“Il maestro” è una lezione garbata ai genitori che ipotecano le vite dei figli

Non è un film sul tennis, quello solo le Williams potevano farlo come si deve. È un romanzo di formazione, secondo noi riuscito

il maestro

Mc Roma 11/11/2025 - premiere film ‘Il Maestro’ / foto Mario Cartelli/Image nella foto: Pierfrancesco Favino

Non c’entra granché il tennis con il film “Il maestro”. Sì il ragazzino che il padre vorrebbe diventasse un campione, gioca a tennis. Ma sarebbe potuto essere anche calcio o altro. Cambia zero. Ha ragione chi ha scritto che è come un romanzo di formazione. Il tema è la scoperta della vita da parte di un ragazzino. E sullo sfondo il tema che fu di “Bellissima” di Luchino Visconti. Questi genitori che vogliono ipotecare le vite dei figli. Andrea Di Stefano – il regista – ci riesce.

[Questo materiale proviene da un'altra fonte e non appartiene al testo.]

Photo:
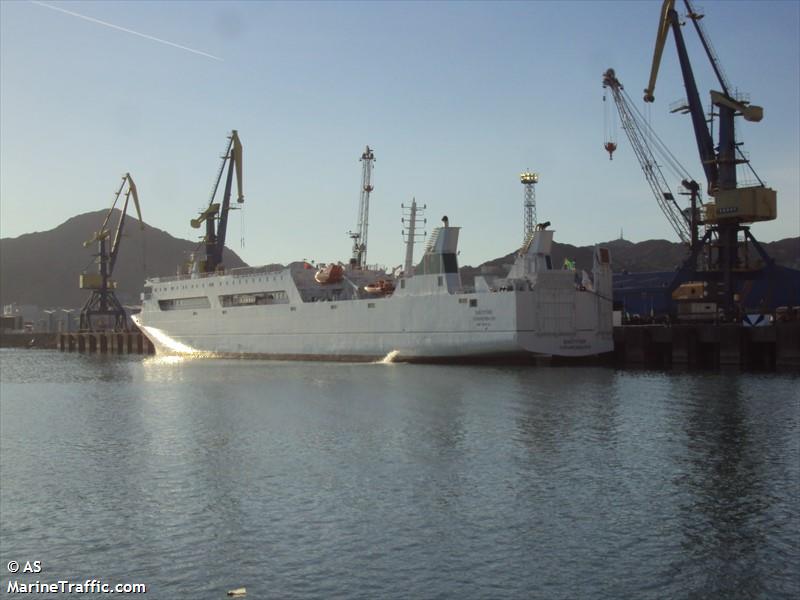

Lo fa con garbo. Non si accanisce. La storia si snoda bene, finisce meglio. Al punto che una parte di te alla fine vorrebbe saperne persino di più. La metafora del gioco d’attacco e di difesa funziona. Il padre lo vuole pallettaro, lo cresce modello Agassi. Il maestro – tennista talentuoso e uomo autolesionista – gli mostra che c’è un altro modo di stare al mondo e anche sul campo da tennis. Più rischioso, sicuramente più doloroso, probabilmente però più elettrizzante. E il ragazzino capisce che poi non è vero che si diverte solo quando vince. E che l’esistenza non è solo tirare le palle alte sopra la rete aspettando che l’avversario sbagli.

E sì Favino fa Favino, si impossessa del film. Ma non c’è niente di strano. Lo riempie bene lo schermo. Tutto serve al piccolo Felice per uscire dall’ombelico familiare. In fondo le settimane col maestro Gatti sono un corso accelerato di conoscenza del mondo.

Il tennis in quanto tale, è sport complicato da rendere sullo schermo. Non ci è riuscito quasi nessuno, nemmeno il film su Borg (era in minima parte anche su McEnroe). A memoria, l’unica pellicola tennistica riuscita è quella sul papà delle Williams magistralmente interpretato da Will Smith. Ma fu un film seguito dalle figlie Serena e Venus che ne furono produttrici esecutivi. Poi c’è il caso straordinario de “Una squadra” la serie tv su Panatta e quell’Italia là: ma lì non è solo tennis, è antropologia, è il racconto di un altro mondo. Non a caso Matteo Garrone – che da ragazzo ha giocato a livelli medio-alti – ha fin qui sempre evitato di girare un film sul suo sport preferito. E così ha fatto Di Stefano un altro che da ragazzino con la racchetta ci sapeva fare. Ha utilizzato il tennis per raccontare altro. Con il merito di aver riportato Edwige Fenech sullo schermo. E anche Dora Romano (lei però non era mai sparita) che non si discosta tanto dalla sboccatissima signora Gentile de “È stata la mano di Dio”.